MRI of the cervical spine and spinal cord 09/14/11 - osteochondrosis of the cervical spine with protrusions of the C4C5, C5C6, C6C7 discs. Spondylosis deformans, spondyloarthrosis. No additional formations or foci of pathologically altered MR signal were identified in the spinal cord and extramedullary spaces.

Duplex scanning of the main arteries of the head - the lumen of the CCA, the ICA is clean, no intraluminal formations were detected, differentiation of the arterial wall into layers is preserved, IMT is 1.1 mm, moderate hemodynamically insignificant S-shaped tortuosity of the ICA on both sides.

ECG - sinus rhythm, vertical position of the EOS, heart rate 78 per minute.

Urologist - neurogenic bladder.

The MMSE scale and the clock drawing test were used to assess the degree of cognitive impairment. The results obtained were 28 and 10 points, respectively.

Differential diagnosis was carried out between Parkinson's disease, parkinsonism "plus", progressive supranuclear palsy, corticobasal degeneration, normal pressure hydrocephalus, secondary dysmetabolic encephalopathies, and multiple system atrophy.

Based on the clinical picture, the nature of the course of the disease, data from additional studies, and the above diagnostic criteria, we came to the conclusion that the patient has multisystem brain atrophy with severe akinetic-rigid and ataxic syndrome, reflex-pyramidal insufficiency in the limbs, autonomic failure (pandysautonomia), and severe impairments of movement and self-care.

Received treatment: Levocom 600 mg/day in 3 doses, neomidantan 100 mg orally 2 times a day, Cortexin 2.0 IM, Cytoflavin 10.0 IV drip at 200.0 physiological solution No. 7, then orally 1 tablet 2 times a day inject bellataminal 1 tablet 3 times a day, kudesan Q10 10 drops 2 times a day with meals, Semax 0.1% solution 2 drops into each nasal passage 2 times a day.

Background: multisystem atrophy is a sporadic progressive neurodegenerative disease affecting the basal ganglia, brain stem, cerebellum, and spinal cord, manifested by parkinsonism, cerebellar ataxia, autonomic failure, and pyramidal syndrome in various combinations.
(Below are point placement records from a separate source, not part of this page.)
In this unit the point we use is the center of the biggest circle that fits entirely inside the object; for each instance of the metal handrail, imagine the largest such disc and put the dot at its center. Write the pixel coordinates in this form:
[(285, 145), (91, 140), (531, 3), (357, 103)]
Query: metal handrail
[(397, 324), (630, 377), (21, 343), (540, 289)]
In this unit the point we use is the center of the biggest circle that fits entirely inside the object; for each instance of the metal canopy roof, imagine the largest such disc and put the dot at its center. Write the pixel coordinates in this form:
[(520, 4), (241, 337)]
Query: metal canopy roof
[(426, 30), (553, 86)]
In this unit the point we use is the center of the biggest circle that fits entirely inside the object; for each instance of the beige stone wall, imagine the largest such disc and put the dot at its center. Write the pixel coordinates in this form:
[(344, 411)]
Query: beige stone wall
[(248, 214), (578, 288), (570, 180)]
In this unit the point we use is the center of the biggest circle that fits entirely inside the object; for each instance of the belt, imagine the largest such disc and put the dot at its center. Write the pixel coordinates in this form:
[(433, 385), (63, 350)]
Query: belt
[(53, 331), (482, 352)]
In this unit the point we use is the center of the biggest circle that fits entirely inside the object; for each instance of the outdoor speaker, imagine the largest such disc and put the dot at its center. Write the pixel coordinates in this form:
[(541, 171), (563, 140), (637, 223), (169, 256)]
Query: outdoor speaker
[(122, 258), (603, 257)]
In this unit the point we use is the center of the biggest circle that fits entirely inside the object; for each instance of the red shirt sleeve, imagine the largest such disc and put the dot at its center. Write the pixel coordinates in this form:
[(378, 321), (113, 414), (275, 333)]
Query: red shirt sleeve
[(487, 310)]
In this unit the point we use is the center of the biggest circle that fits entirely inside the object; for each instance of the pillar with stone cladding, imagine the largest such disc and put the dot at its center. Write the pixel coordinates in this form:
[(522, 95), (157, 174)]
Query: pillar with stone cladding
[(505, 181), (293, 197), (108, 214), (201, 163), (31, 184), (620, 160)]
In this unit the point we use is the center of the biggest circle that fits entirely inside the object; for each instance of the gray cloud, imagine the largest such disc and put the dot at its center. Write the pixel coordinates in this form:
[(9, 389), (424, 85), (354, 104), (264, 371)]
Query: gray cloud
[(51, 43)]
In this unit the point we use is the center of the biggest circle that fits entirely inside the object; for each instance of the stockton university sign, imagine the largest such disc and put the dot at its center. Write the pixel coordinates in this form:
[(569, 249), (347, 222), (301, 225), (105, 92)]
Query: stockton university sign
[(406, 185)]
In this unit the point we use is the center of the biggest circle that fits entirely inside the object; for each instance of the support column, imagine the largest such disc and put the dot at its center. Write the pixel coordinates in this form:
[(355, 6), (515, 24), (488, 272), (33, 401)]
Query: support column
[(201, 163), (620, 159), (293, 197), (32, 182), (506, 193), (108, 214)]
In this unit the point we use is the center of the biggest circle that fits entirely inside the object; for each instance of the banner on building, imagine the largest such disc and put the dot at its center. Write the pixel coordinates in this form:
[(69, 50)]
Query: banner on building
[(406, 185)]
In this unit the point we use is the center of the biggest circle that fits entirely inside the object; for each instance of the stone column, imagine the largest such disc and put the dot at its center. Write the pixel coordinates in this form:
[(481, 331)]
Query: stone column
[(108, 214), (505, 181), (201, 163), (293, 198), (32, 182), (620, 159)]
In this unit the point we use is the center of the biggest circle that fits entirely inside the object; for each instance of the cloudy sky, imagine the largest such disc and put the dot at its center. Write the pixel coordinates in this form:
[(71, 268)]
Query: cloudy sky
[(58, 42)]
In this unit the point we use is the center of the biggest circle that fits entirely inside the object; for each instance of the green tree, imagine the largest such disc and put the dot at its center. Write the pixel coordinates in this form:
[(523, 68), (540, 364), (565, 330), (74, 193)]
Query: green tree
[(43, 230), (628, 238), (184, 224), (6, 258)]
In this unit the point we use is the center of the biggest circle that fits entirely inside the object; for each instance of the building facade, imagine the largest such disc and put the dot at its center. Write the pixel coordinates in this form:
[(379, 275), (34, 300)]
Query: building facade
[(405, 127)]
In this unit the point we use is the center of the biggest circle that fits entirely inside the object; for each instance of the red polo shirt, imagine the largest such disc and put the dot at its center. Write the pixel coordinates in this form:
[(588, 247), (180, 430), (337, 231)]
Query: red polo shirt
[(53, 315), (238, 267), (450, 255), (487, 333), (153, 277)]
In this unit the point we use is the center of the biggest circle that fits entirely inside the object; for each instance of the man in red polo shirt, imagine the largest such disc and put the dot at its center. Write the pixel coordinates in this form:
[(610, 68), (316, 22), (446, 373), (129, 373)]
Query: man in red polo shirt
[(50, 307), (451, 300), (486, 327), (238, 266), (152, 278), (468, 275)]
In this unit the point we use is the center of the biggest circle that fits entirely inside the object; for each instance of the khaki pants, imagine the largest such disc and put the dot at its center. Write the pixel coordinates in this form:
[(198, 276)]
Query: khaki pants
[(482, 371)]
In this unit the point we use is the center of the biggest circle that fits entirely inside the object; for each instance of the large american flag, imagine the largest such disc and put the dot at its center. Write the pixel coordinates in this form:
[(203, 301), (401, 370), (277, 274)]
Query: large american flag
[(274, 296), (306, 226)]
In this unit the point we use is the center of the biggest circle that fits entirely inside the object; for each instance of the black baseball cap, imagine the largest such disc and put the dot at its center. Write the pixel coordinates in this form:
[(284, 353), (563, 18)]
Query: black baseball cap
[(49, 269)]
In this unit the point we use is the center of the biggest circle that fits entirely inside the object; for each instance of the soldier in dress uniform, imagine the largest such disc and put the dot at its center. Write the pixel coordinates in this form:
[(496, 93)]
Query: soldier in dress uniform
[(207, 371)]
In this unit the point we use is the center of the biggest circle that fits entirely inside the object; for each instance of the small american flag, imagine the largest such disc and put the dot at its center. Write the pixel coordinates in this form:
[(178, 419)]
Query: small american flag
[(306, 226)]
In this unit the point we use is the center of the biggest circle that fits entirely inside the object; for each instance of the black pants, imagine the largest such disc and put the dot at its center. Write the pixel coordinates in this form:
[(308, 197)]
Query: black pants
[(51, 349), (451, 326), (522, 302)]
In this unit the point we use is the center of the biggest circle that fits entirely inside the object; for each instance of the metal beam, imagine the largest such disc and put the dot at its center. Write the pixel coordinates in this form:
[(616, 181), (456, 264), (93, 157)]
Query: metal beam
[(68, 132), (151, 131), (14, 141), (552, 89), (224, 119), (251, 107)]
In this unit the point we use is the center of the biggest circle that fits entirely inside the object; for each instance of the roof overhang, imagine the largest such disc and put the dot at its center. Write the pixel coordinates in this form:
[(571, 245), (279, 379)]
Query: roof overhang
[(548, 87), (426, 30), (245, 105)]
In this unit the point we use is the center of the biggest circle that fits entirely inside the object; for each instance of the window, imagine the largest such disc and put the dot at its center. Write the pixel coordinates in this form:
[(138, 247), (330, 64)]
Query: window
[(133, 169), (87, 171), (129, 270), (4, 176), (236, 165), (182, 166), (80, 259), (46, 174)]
Multiple system atrophy is an independent nosological form, which is one of the variants of multisystem degenerations.

Depending on the predominance of certain syndromes, there are 3 main clinical types of MSA:

1) striatonigral degeneration (striatonigral type), characterized by a predominance of parkinsonian symptoms in the clinical picture;

2) olivopontocerebellar atrophy (olivopontocerebellar type), characterized by the predominance of cerebellar ataxia in the clinical picture;

3) Shy-Drager syndrome, characterized by the dominance in the clinical picture of symptoms of progressive autonomic failure, primarily orthostatic hypotension.

Diagnosis criteria for multiple system atrophy (Gilman et al., 1998)

Clinical manifestations (characteristic of the disease):

Autonomic/pelvic dysfunction (orthostatic hypotension with a decrease in systolic pressure by at least 20 mm Hg or diastolic pressure by at least 10 mm Hg within 3 minutes of standing; urinary incontinence and incomplete emptying of the bladder).

Parkinsonism (hypokinesia; rigidity; postural instability not associated with primary impairment of vision, proprioception, vestibular or cerebellar functions; resting tremor and/or postural tremor).

Cerebellar ataxia (statolocomotor ataxia with an increase in the area of ​​support, uneven steps in length and direction; scanned speech; incoordination of the limbs; nystagmus).

Pyramid syndrome (revitalization of tendon reflexes with the presence of extensor foot signs).

Criteria for diagnosis:

Autonomic/pelvic dysfunction (orthostatic hypotension with a decrease in systolic pressure by at least 30 mm Hg, diastolic pressure by at least 15 mm Hg after 3 minutes of standing and/or urinary incontinence and erectile dysfunction in men).

Parkinsonism (hypokinesia in combination with at least one other parkinsonian symptom).

Cerebellar ataxia (statolocomotor ataxia in combination with at least one other cerebellar symptom).

Criteria excluding diagnosis:

Onset before age 30; positive family history; the presence of anamnestic, clinical or paraclinical signs of another disease that can cause similar symptoms; hallucinations not related to taking medications; presence of dementia; a sharp slowdown in vertical saccades or vertical gaze paralysis; signs of dysfunction of cortical functions (aphasia, alien hand syndrome, dysfunction of the parietal cortex).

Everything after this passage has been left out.